- Battle of Haeju: Part of the Korean War
| Date | September 10, 1950 |
| Location | off Haeju Bay, Korea, in the Yellow Sea |
| Result | United Nations victory |

Belligerents
- United Nations South Korea;: North Korea

Units involved
- Republic of Korea Navy: Korean People's Navy

Strength
- 1 patrol boat: 1 minelayer

Casualties and losses
- None: Unknown human casualties, 1 minelayer sunk

= Battle of Haeju =

Small naval battle during the Korean War

The Battle of Haeju was a small naval battle during the main phase of the Korean War.

Off Haeju Bay in the Yellow Sea, on September 10, 1950, days before the Battle of Inchon, a South Korean navy patrol boat, PC-703, encountered a North Korean navy minelayer sailing vessel.
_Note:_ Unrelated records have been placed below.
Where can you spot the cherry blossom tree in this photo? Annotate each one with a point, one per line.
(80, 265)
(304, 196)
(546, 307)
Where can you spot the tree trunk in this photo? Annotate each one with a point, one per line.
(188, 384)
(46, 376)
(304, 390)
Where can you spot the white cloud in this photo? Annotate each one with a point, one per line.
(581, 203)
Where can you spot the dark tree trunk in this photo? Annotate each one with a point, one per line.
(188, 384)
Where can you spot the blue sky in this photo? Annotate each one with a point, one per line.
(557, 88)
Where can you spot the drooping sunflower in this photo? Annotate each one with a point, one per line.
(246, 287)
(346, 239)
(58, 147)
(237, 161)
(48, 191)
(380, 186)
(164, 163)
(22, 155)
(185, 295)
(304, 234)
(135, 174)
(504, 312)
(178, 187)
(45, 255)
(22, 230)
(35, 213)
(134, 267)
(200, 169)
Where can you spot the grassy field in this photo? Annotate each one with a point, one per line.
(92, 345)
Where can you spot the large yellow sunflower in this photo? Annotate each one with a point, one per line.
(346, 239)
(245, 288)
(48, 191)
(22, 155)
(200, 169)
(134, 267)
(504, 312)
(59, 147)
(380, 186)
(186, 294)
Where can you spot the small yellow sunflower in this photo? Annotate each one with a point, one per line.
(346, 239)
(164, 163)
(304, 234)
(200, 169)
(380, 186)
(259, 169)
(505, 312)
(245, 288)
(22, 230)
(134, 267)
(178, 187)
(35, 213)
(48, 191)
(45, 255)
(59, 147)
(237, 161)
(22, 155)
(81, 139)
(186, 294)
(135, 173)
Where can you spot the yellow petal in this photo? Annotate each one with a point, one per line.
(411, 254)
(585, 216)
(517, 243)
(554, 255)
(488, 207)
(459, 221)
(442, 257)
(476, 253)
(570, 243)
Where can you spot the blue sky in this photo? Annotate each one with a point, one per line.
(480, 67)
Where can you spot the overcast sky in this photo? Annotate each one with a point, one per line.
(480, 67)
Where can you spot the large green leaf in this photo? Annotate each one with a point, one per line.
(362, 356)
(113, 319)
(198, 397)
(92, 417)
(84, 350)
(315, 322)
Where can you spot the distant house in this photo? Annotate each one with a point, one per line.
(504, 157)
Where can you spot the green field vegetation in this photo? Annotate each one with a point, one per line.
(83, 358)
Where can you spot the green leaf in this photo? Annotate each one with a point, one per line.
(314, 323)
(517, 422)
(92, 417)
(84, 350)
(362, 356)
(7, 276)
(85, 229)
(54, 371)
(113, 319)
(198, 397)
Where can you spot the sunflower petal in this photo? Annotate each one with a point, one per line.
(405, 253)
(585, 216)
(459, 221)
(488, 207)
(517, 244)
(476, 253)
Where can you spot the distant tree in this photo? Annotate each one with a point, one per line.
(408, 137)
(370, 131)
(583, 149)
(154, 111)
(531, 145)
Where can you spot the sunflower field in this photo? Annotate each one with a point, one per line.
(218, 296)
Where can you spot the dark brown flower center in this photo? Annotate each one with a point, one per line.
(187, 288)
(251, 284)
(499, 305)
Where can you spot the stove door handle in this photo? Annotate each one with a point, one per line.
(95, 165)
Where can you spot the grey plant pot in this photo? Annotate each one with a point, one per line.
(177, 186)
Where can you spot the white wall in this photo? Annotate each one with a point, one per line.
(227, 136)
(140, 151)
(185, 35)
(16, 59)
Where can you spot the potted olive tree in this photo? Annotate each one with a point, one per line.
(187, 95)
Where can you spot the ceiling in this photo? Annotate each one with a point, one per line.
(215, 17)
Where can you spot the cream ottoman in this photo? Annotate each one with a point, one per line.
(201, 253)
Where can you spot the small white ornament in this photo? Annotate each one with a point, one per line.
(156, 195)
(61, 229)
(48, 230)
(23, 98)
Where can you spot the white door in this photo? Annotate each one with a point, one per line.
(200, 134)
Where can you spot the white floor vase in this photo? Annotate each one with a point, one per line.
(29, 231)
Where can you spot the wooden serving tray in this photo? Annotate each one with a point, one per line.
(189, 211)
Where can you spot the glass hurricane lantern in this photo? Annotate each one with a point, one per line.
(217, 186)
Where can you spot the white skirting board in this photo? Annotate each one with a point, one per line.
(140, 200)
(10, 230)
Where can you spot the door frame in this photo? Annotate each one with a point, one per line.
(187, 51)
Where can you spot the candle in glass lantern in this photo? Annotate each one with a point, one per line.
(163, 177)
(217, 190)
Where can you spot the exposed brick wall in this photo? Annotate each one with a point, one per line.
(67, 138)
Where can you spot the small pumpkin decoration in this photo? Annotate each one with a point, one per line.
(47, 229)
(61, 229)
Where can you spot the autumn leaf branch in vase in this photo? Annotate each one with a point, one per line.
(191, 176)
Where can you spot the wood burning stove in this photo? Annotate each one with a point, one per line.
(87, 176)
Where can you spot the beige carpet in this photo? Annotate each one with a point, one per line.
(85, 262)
After a brief fight, the North Korean minelayer was sunk with a loss of all crew and no South Korean casualties were reported.

After the minelayer's sinking, PC-703 discovered that the sunken vessel had laid a mine field at the mouth of the Haeju Man and then reported to base the location of the sea mines. Two days later on September 12, PC-703 encountered three small transports and sank them. The three supply vessels were most likely unarmed.